Physics of Bowling - the Friction Factor

As the bowling ball rolls down the lane, it will naturally decrease in speed. Just like a car when you let off the gas, eventually it will come to a stop. So why does the bowling ball slow down?

Friction is what causes the ball to slow as it spins toward the pins. When the ball hits the lane, friction immediately comes into play.

Still, there are other issues of the lane that will affect the friction factor. For example, the tension of the floor and the amount of oil on the lane have a lot to do with the friction.

Also, the amount of force that the ball is thrown at and the height at which the ball is released can increase or decrease the force of friction when on the lane. One way to reduce the friction is release the ball close to the floor. The force of friction is how the ball travels down the lane.

The ball reduces speed as it travels down the lane. The fastest travel rate of the ball is when the player releases it. When the player releases the ball, it is usually traveling anywhere from 17 to 25 miles per hour.

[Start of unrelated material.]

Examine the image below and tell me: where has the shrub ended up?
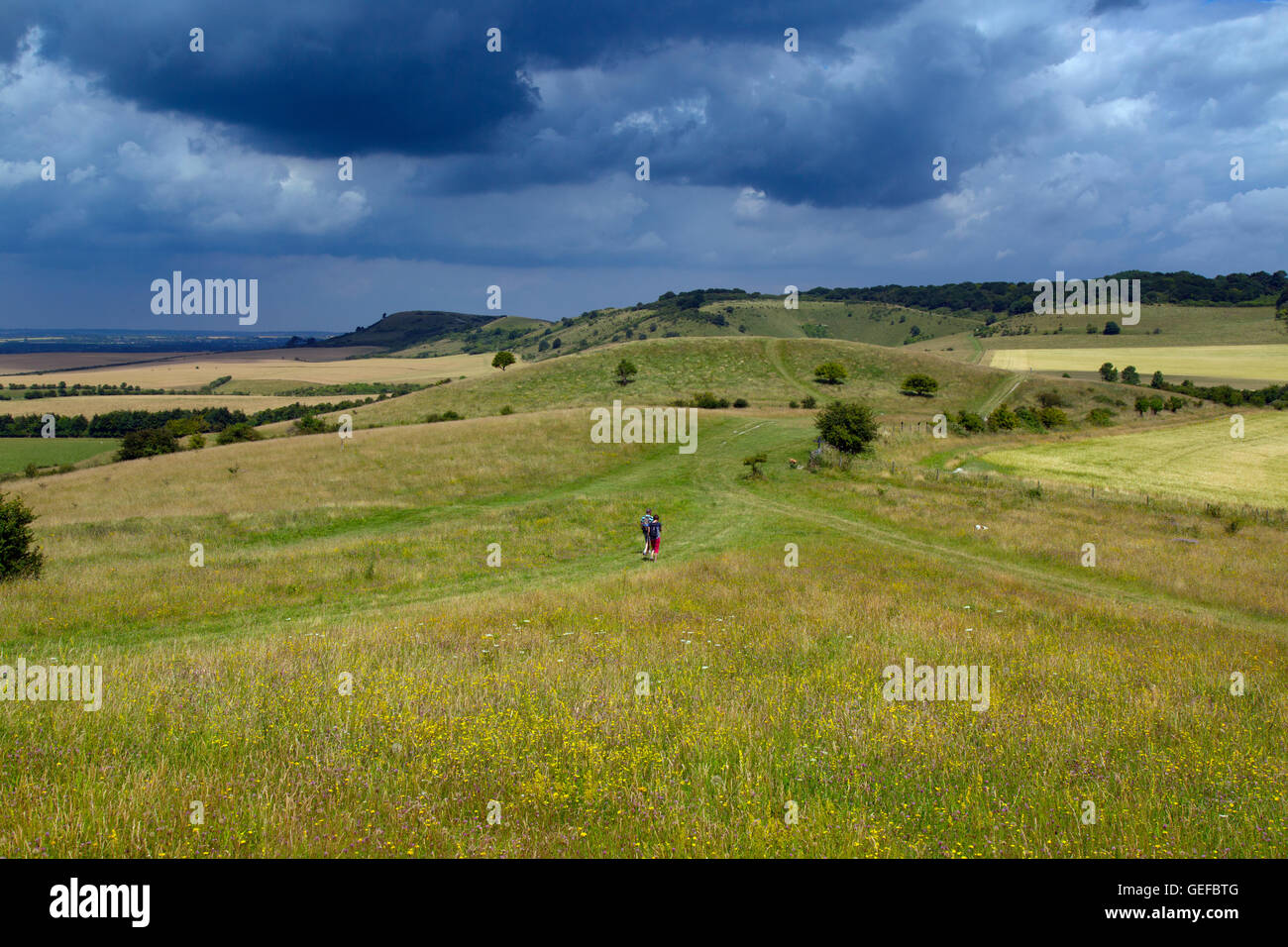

If the ball were traveling at 25 miles an hour, it would be considered at the fastest rate of the average ball speed. The average is going to fall in between the 17 and 25 miles per hour.

One would assume that the ball would travel faster if the lane is highly oiled, but this is not the case. The ball will actually be slowed down if the lanes are overly oiled or have not been oiled enough. The oil amount has a lot to do with the amount of friction between the lane and the ball. The average ball will slow between 2.5 and 3 miles per hour as it travels to the pins under imperfect lane conditions.

If you would like to calculate your ball speed, here is how:

You will need a stopwatch. Have your partner start the stopwatch as soon as the ball hits the lane. This may be a bit tricky so you will want to do this a couple of times to ensure that you correctly start the stopwatch as soon as the ball leaves the player's hand. You can stop the watch as soon as the ball comes in contact with the first pin.

In order to calculate the speed, you will need to divide the distance by the time. Since we know there is 60 feet from the foul line to the pins, we would take 60 and divide it by whatever our time on the stopwatch is.

For example: 60/4 = 15 feet per second.

As you progress in your bowling game, your ball will lift some of the oil on the lane and cause some places on the lane to become drier than others. When this happens it can cause your bowling techniques to change. It also makes the sport challenging.

If the ball hits the drier spots, it can cause the ball to hook, leaving you with missed pins. So in order to rectify this situation, you will probably need to learn how to read lane conditions and make adjustments to your playing techniques.